Since the Special Rapporteur called for a femicide watch, women have continued to be killed by men in Canada at similar rates year after year.
These numbers don’t lie
In Ontario, the Ontario Association of Interval and Transition Houses (OAITH) maintains an annual Femicide List of all women in Ontario killed by men. The list runs from November 25 to November 24 of each year.
The list for 2015/16 contained the names of 27 women.
The list for last year contained 32 names of women between the ages of 18 and 82.
The United Nations defines femicide as the murder of a woman or girl on the grounds of her sex and/or gender. While femicide includes all killing of women by men, most of the time women are killed by their partners or former partners. According to Canada’s Chief Public Health Officer, Dr. Gregory Taylor, one woman is killed every four days by a male member of her family. Of those, one woman is killed every six days by her partner or former partner.

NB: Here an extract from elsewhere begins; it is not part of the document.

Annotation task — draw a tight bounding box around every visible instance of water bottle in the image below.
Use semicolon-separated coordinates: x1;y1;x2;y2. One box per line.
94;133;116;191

If other cases – unsolved murders, missing women, women who die living on the street because they have fled violence in their homes – were included, the numbers of women dead because of male violence would rise significantly.
What have we learned?
Ontario’s Domestic Violence Death Review Committee (DVDRC) was established in 2003, in response to recommendations made by the juries in two major inquests: one into the murder of Arlene May by her former boyfriend Randy Iles and the other into the murder of Gillian Hadley by her estranged husband Ralph.
The DVDRC reviews domestic violence homicides in Ontario and makes recommendations to help prevent such deaths in the future.

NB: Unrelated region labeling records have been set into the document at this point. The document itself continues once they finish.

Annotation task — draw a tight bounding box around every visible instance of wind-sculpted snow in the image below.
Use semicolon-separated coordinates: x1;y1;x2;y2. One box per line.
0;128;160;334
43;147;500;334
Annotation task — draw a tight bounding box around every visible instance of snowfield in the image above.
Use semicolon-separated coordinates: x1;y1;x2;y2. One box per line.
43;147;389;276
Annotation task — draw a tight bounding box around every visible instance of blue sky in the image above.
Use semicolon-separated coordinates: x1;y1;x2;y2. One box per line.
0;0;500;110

After more than a decade of work, the DVDRC has noted some clear patterns:
- most victims — more than 90% – of domestic homicide are women and children
- 74% of the time, there has been a history of domestic violence
- in 68% of the cases reviewed, there was a pending or recent separation
- 72% of the time, there are seven or more risk factors present
- 1/3 of the cases are murder/suicides
How can we turn the tide?
In response to the Special Rapporteur’s call, Canada has just launched the Canadian Femicide Observatory for Justice and Accountability. Located at the University of Guelph’s Centre for the Study of Social and Legal Responses to Violence, the Observatory is headed up by Myrna Dawson, Canada Research Chair in Public Policy in Criminal Justice. Dawson also sits on the DVDRC.
The Observatory will function as a web-based research and information centre with the goal of preventing femicide and other forms of gender-based killings in Canada.
Its work of conducting, mobilizing, exchanging and promoting research and knowledge will be led by a multidisciplinary, multi-sectoral panel of experts from across the country.
Encouragingly, the list of types of femicide it plans to monitor and investigate is long and broad-reaching, including both intimate and non-intimate killings of women as well as the killing of women in armed conflict, culturally framed killings and killings associated with human trafficking and sex work, among others.
It is my hope that the work of the Observatory leads directly and quickly to systemic changes across all systems that are or should become involved to prevent femicide.
Women in Canada do not need yet another report that gathers attention when it is released and then dust as it sits on a shelf with all the other reports that have been generated over the years. It is time to start to end the worldwide war on women; a war that is raging right here in this country.